One design would save the three main cherry trees while removing some other trees. It would also move the entire building closer to Beach Road, Cangelosi said.
“Actually by having the opportunity to do this we made a better overall site plan,” he said of revisiting the plans.
Cangelosi said this plan could have an area for overflow parking that would supplement the parking lot, such as a small grass area that can accommodate cars when needed.
Another option would be to not have an access road off of Beach Road.
Cangelosi said this plan allow less paved surface and more green area.
A third alternative would be to build the new office where the current one is located, Cangelosi said.
“We could plant some new trees now, so when these trees die there will be some new ones,” board Chairman Bob Lincoln said.
The commissioners said Cangelosi will come to an official meeting of the board to present the new ideas. No action was taken on the drafts.
Cangelosi first came before the board in December to present initial renderings of the new park district office, which will be located still at 5 Beach Road. He said in December the building will be mostly made out of composite cement and wood fiber, and will have more of a residential feel.
He also said the new building will have more room to reduce the crowded working conditions. Cangelosi and his team at CDA Architects in New York City are about 80 percent finished with the inside design of the building, Cangelosi said Tuesday.
He said in December the scope of construction will be similar to a new house with at least a couple of weeks in which heavy equipment is used.

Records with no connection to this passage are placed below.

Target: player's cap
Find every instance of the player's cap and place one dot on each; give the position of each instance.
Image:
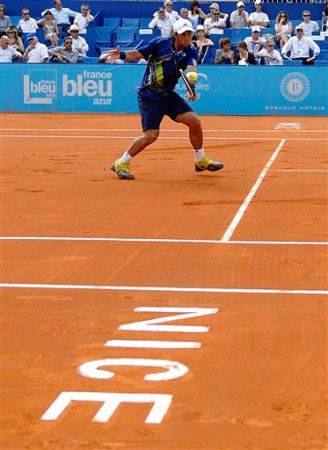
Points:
(182, 25)
(74, 28)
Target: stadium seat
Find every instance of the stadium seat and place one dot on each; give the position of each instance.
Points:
(130, 22)
(144, 22)
(125, 36)
(112, 22)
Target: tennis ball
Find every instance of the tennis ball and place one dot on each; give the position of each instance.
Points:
(192, 76)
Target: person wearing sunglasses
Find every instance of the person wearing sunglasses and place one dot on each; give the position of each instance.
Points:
(309, 26)
(301, 47)
(5, 21)
(83, 18)
(269, 55)
(27, 24)
(283, 28)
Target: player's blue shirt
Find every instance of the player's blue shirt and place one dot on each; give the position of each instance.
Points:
(164, 62)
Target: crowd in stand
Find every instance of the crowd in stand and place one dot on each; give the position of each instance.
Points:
(63, 27)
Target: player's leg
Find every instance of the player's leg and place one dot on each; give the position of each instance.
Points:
(181, 112)
(152, 113)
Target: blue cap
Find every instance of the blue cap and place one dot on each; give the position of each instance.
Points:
(30, 36)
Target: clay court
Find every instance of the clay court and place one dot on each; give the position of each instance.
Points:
(233, 265)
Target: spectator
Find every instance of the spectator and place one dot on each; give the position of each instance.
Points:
(283, 28)
(7, 53)
(184, 13)
(35, 52)
(79, 43)
(5, 21)
(50, 29)
(216, 21)
(162, 22)
(14, 40)
(202, 42)
(224, 55)
(27, 24)
(255, 42)
(309, 26)
(239, 18)
(300, 46)
(196, 15)
(244, 57)
(259, 18)
(269, 55)
(173, 15)
(61, 15)
(64, 53)
(83, 18)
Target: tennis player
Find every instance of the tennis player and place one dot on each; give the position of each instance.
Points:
(156, 96)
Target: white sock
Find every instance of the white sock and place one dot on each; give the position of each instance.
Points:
(125, 158)
(199, 154)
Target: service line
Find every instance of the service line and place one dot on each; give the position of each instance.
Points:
(241, 211)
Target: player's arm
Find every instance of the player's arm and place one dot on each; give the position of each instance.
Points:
(128, 56)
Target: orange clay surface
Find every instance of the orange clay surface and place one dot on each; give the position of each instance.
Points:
(258, 378)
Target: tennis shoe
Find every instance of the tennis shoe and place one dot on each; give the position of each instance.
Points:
(208, 164)
(122, 170)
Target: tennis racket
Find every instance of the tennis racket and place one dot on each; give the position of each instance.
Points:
(190, 87)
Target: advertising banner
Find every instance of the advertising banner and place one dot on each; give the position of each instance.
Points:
(231, 90)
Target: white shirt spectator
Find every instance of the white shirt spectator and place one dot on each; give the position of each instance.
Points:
(300, 48)
(162, 22)
(35, 52)
(8, 54)
(271, 56)
(310, 27)
(239, 18)
(62, 16)
(27, 24)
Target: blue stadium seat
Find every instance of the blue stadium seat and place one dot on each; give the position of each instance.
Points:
(130, 22)
(144, 22)
(125, 36)
(112, 22)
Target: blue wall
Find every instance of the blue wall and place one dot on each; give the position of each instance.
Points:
(235, 90)
(147, 8)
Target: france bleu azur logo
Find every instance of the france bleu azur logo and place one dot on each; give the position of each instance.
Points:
(40, 87)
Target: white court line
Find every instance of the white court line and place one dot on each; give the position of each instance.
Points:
(165, 131)
(241, 211)
(186, 138)
(162, 289)
(155, 240)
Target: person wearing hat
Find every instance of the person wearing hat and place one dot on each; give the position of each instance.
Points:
(27, 24)
(79, 43)
(50, 28)
(61, 15)
(7, 53)
(239, 18)
(161, 22)
(157, 98)
(255, 42)
(202, 42)
(216, 21)
(258, 17)
(300, 47)
(35, 51)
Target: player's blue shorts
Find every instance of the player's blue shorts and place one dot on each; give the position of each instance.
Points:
(154, 107)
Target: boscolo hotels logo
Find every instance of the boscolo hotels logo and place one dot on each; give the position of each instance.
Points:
(40, 87)
(295, 87)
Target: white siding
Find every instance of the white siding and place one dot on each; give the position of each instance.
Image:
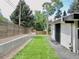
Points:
(66, 35)
(53, 32)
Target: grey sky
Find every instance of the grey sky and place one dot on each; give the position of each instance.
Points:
(6, 9)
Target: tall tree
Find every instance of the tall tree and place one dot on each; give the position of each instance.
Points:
(40, 21)
(64, 13)
(73, 7)
(58, 14)
(52, 6)
(26, 15)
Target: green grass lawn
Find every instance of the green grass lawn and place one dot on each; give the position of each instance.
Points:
(39, 48)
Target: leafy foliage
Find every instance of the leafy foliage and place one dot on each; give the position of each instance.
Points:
(52, 6)
(64, 13)
(26, 15)
(40, 21)
(74, 7)
(58, 14)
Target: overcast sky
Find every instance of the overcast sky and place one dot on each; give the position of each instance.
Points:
(7, 9)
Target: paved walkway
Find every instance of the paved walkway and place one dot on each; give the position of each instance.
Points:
(63, 52)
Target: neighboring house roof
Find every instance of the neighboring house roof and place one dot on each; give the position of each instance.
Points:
(71, 17)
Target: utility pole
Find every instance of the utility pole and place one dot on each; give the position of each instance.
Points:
(20, 14)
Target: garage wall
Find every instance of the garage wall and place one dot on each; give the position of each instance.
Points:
(53, 32)
(66, 34)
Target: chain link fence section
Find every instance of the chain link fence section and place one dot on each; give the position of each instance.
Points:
(10, 29)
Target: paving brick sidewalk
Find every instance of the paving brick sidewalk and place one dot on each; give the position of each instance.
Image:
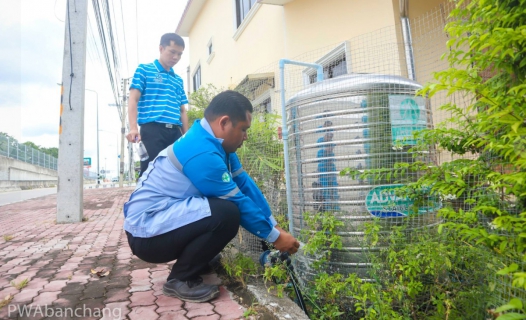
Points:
(57, 259)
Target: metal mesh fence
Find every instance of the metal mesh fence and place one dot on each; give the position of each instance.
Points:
(361, 117)
(11, 148)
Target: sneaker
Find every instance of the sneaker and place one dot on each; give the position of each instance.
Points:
(190, 290)
(212, 265)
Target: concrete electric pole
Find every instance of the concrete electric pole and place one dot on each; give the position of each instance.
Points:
(71, 130)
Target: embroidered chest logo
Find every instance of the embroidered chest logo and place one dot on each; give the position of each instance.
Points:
(159, 78)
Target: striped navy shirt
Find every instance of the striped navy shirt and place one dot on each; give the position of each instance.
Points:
(162, 94)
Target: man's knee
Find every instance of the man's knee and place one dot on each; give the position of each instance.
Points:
(227, 212)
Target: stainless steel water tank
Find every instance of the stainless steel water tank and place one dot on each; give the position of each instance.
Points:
(361, 121)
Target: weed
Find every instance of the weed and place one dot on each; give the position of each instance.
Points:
(4, 302)
(21, 284)
(238, 266)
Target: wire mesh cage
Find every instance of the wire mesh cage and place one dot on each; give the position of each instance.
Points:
(361, 116)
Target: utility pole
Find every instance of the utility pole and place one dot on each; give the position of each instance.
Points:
(123, 129)
(71, 129)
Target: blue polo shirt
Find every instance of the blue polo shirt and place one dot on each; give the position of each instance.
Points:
(162, 94)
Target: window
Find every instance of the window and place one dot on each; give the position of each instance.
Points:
(335, 68)
(335, 63)
(242, 9)
(197, 78)
(210, 50)
(264, 107)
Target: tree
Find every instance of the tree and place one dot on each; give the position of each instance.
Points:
(483, 190)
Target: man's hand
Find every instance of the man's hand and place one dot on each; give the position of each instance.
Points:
(286, 242)
(133, 136)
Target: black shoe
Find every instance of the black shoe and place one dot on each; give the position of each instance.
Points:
(190, 290)
(212, 265)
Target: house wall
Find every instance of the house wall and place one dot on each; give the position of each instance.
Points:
(259, 44)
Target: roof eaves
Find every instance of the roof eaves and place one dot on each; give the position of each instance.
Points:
(191, 11)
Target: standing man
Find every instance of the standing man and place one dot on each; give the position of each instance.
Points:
(190, 202)
(157, 100)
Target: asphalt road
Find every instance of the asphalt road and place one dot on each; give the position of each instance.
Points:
(17, 196)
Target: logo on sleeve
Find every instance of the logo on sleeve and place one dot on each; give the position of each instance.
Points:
(158, 78)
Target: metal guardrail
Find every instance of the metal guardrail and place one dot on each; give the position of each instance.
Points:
(11, 148)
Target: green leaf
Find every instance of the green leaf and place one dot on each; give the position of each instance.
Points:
(512, 316)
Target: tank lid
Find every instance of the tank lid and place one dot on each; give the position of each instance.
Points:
(354, 82)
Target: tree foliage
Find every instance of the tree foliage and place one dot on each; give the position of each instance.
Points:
(13, 143)
(486, 185)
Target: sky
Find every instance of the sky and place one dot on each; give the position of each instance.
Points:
(31, 58)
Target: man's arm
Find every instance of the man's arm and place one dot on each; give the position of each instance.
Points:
(286, 242)
(184, 118)
(133, 135)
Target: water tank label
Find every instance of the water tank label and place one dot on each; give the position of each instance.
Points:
(408, 114)
(383, 202)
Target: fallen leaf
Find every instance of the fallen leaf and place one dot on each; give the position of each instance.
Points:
(100, 273)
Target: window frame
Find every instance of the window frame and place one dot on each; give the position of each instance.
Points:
(240, 26)
(197, 71)
(343, 48)
(210, 50)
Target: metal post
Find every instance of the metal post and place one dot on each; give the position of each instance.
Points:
(71, 129)
(123, 130)
(285, 130)
(98, 172)
(408, 42)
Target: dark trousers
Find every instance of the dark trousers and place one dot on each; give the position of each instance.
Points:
(193, 245)
(156, 137)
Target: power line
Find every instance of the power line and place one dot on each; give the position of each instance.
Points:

In other business, Lincoln said the district is working with the Great Neck Historical Society, the Town of North Hempstead and the Village of Kings Point to pull together a triathlon to raise funds for the Stepping Stones Lighthouse.
“What [the town] has done is reached out to the Village of Kings Point to see if they are willing to participate,” Lincoln said. “It will be an expense to the village and us.”

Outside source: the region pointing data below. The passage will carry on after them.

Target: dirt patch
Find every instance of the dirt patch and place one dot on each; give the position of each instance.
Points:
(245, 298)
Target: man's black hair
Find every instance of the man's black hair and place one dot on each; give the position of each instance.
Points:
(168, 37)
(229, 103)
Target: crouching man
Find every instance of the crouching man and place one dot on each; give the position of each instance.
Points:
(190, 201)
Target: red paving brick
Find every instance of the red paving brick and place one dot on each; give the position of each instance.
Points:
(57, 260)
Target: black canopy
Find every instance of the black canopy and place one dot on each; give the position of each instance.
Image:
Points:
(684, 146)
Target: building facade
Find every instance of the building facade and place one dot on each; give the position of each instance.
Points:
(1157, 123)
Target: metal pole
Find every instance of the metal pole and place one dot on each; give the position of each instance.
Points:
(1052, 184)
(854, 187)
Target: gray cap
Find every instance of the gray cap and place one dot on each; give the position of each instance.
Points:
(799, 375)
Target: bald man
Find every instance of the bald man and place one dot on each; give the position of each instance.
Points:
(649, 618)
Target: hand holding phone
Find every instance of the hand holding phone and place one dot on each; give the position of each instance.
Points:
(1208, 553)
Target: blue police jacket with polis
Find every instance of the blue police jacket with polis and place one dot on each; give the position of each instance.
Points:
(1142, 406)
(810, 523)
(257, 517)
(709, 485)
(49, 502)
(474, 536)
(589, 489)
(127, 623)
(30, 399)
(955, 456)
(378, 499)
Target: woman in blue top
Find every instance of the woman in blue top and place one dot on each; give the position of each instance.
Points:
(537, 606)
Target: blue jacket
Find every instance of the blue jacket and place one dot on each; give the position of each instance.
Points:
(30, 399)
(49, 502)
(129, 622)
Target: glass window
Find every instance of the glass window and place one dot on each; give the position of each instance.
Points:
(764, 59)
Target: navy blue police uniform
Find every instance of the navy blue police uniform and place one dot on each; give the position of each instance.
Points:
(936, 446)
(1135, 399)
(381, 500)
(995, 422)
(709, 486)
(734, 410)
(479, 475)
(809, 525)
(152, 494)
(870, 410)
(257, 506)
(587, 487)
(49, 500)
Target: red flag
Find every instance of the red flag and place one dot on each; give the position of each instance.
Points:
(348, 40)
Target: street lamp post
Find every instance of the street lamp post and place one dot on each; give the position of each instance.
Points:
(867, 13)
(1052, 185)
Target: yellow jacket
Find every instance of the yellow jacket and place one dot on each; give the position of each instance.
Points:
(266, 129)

Lincoln said the town is scheduled to have a meeting with Village of Kings Point Mayor Michael Kalnick about the triathlon. Lincoln said with corporate sponsors the event could raise a significant sum of money.
The park district and the town agreed in September to enter into an inter-municipal agreement to raise fund to restore the lighthouse. The lighthouse, which was built in 1877, has been in disrepair for years.
Efforts to raise funds to repair the lighthouse started in August when the parks district and historical society teamed up with the Town of North Hempstead to repair the structure, after years of neglect have left it in need of $4 million in repairs.
The National Park Service in 2012 threatened to take ownership of the lighthouse away from the town, which was awarded stewardship of the structure in 2008 under the National Historic Lighthouse Preservation Act, after repairs to the structure went undone.
Lincoln did say that the proposed date of the triathlon – Aug. 9 – would conflict with the district’s fishing derby. Lincoln said the triathlon would need to occur at this time because high tide is necessary.
Lincoln said the district could possibly change the date of the derby.
The Great Neck Park District includes all Great Neck villages and unincorporated areas with the exception of Great Neck Estates, Harbor Hills, Lake Success, Saddle Rock and University Gardens.